Aucun d’entre eux ne touche à « Get Me Bodied », un incontournable de Beyoncé. « L’idée de ‘me remettre en forme’ était essentiellement due au fait que Beyoncé aimait les gars de New York », a déclaré Sean Garrett dans une interview à propos de l’écriture de ce morceau. « A New York, ils disent : ‘Je vais faire un corps à ce négro quand je le vois’, et c’est là que ça s’est passé. » Vous pouvez sentir cette énergie sur le crochet sexué, où elle semble si lâche tout en gardant intacte cette âme élevée par Aretha. Swizz, fraîchement sorti de crier sur des singles comme « Whuteva » de Remy Ma, est davantage en mode hypeman DJ Webstar, ce qui donne au morceau une ambiance presque mix-CD. J’ai le sentiment que Beyoncé est tout aussi bonne sur « Get Me Bodied », étant donné qu’il y a trois remix espagnols différents sur la réédition. Dommage qu’ils puent tous, car son intérêt pour la musique latine semble être beaucoup plus superficiel – un reggaeton aux sonorités très années 90 dépendant d’échantillons familiers – que sa plongée dans la merde des rues de la côte Est. Au moins, elle n’a pas inclus la version anglaise de « Move Your Body », le montage de 2011 de « Get Me Bodied » produit pour une campagne de Michelle Obama contre l’obésité infantile.
C’est la tension en jeu dans cette réédition : la faim brûlante de la mission de Beyoncé, 25 ans, de laisser sa marque et la nécessité pour Beyoncé, 45 ans, d’avoir quelque chose de nouveau à vendre. Ce n’est pas du tout une boucherie offensante, mais il est un peu froid de traiter l’un de ses albums les plus inspirés comme un simple produit supplémentaire à regrouper avec une nouvelle collection de produits dérivés, y compris une « boîte de collection Bey Keeper » à 948,01 $ (avant expédition) qui est « inspirée par la beauté des caisses d’apiculteurs traditionnelles » pour contenir votre vinyle de Beyoncé – vinyle vendu séparément.
Eh bien, c’est une bonne chose que les chansons soient toujours aussi populaires. « Deja Vu » fouette le cul : les cors live, les Hors du mur-style plié à ses grognements passionnés, Jay se révélant être le dernier rappeur grand public avec de sérieuses références au baseball. La sensation du groupe de go-go Rich Harrison de « Freakum Dress » pourrait ressembler à nouveau à « Crazy in Love », mais j’aime davantage le play-by-play du club dans les couplets. « Kitty Kat », produit par les Neptunes dans leur forme la plus aérienne, fait partie de ses écrits les plus serrés à ce jour. C’est comme si elle scellait une lettre d’adieu à un homme ingrat avec un baiser au rouge à lèvres, comme si c’était la relation dont elle devait à regret s’éloigner pour atteindre son objectif.

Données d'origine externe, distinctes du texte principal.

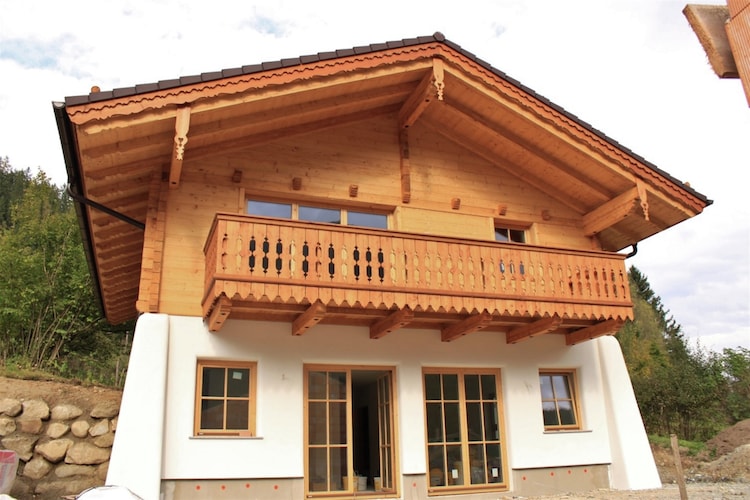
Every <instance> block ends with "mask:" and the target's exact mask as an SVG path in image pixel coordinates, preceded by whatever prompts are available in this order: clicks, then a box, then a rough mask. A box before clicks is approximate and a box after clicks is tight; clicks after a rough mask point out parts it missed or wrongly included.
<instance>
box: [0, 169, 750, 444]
mask: <svg viewBox="0 0 750 500" xmlns="http://www.w3.org/2000/svg"><path fill="white" fill-rule="evenodd" d="M0 276H2V287H0V373H2V372H4V373H5V374H10V375H13V374H14V373H15V374H18V373H23V372H24V371H32V370H33V371H35V372H42V373H47V374H52V375H57V376H62V377H66V378H73V379H78V380H83V381H89V382H96V383H102V384H106V385H111V386H121V385H122V383H123V381H124V373H125V370H126V365H127V355H128V352H129V342H130V338H131V334H132V327H133V325H132V324H130V323H129V324H125V325H118V326H111V325H109V324H107V323H106V321H104V320H103V319H102V318H101V313H100V311H99V310H98V306H97V304H96V299H95V296H94V292H93V284H92V281H91V276H90V273H89V269H88V265H87V262H86V258H85V255H84V252H83V247H82V244H81V239H80V231H79V228H78V225H77V220H76V215H75V207H74V206H73V203H72V202H71V200H70V198H69V197H68V196H67V195H66V194H65V192H64V190H63V189H62V188H61V187H58V186H55V185H54V184H52V183H51V182H50V180H49V178H47V177H46V176H45V175H44V174H43V173H37V174H34V175H32V173H31V172H30V171H29V170H14V169H13V168H12V167H11V165H10V163H9V162H8V159H7V158H6V159H2V158H0ZM629 277H630V283H631V290H632V295H633V302H634V304H635V320H634V321H632V322H629V323H628V324H626V325H625V326H624V327H623V329H622V330H621V331H620V333H619V334H618V335H617V338H618V339H619V341H620V344H621V345H622V349H623V352H624V354H625V360H626V363H627V365H628V368H629V370H630V374H631V378H632V381H633V387H634V389H635V393H636V397H637V399H638V403H639V405H640V408H641V413H642V414H643V418H644V421H645V424H646V428H647V431H648V432H649V433H650V434H659V435H668V434H670V433H676V434H678V435H679V436H680V437H681V438H683V439H688V440H700V441H705V440H706V439H708V438H710V437H711V436H713V435H715V434H716V432H717V431H718V430H720V429H722V428H724V427H727V426H729V425H731V424H734V423H735V422H738V421H740V420H743V419H747V418H750V350H748V349H744V348H736V349H725V350H724V351H723V352H720V353H719V352H713V351H707V350H703V349H701V348H699V347H698V346H695V345H691V344H689V343H688V342H687V340H686V338H685V337H684V336H683V334H682V332H681V328H680V325H679V324H678V323H677V320H676V319H675V318H672V317H671V316H670V315H669V311H668V310H667V309H666V308H665V307H664V305H663V304H662V303H661V299H660V297H659V296H658V295H657V294H656V293H655V292H654V290H652V289H651V286H650V285H649V283H648V280H647V278H646V276H644V275H643V274H642V273H641V272H640V271H639V270H638V269H636V268H634V267H631V268H630V270H629Z"/></svg>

Il y a aussi un vieux morceau de Neptunes (« My First Time ») et quelques jetables assistés par P (« Morning Dew (Donk) » et « Can I Watch You ») ; Difficile de s’en plaindre, mais aucun d’entre eux n’est aussi sincère que « Kitty Kat ». S’il y a un compromis sur l’original Jour d’anniversaireil s’agit du « Irreplaceable » écrit par Ne-Yo, avec sa structure influencée par Nashville et sa ballade vocale simple. Bien sûr, cette chanson est devenue le hit et est toujours l’un des plus gros singles qu’elle ait jamais sortis. C’est ringard mais je comprends : ce refrain « à gauche, à gauche » est toujours aussi accrocheur. La batterie est également plus dure qu’elle n’a le droit de l’être, ce qui ressemble plus à une touche personnelle qu’à n’importe laquelle des paroles. La meilleure ballade est « Flaws and All », car elle semble être un clin d’œil à toutes les insécurités qu’elle a dû surmonter, aux murs qu’elle a dû abattre pour pouvoir réussir. Jour d’anniversaire.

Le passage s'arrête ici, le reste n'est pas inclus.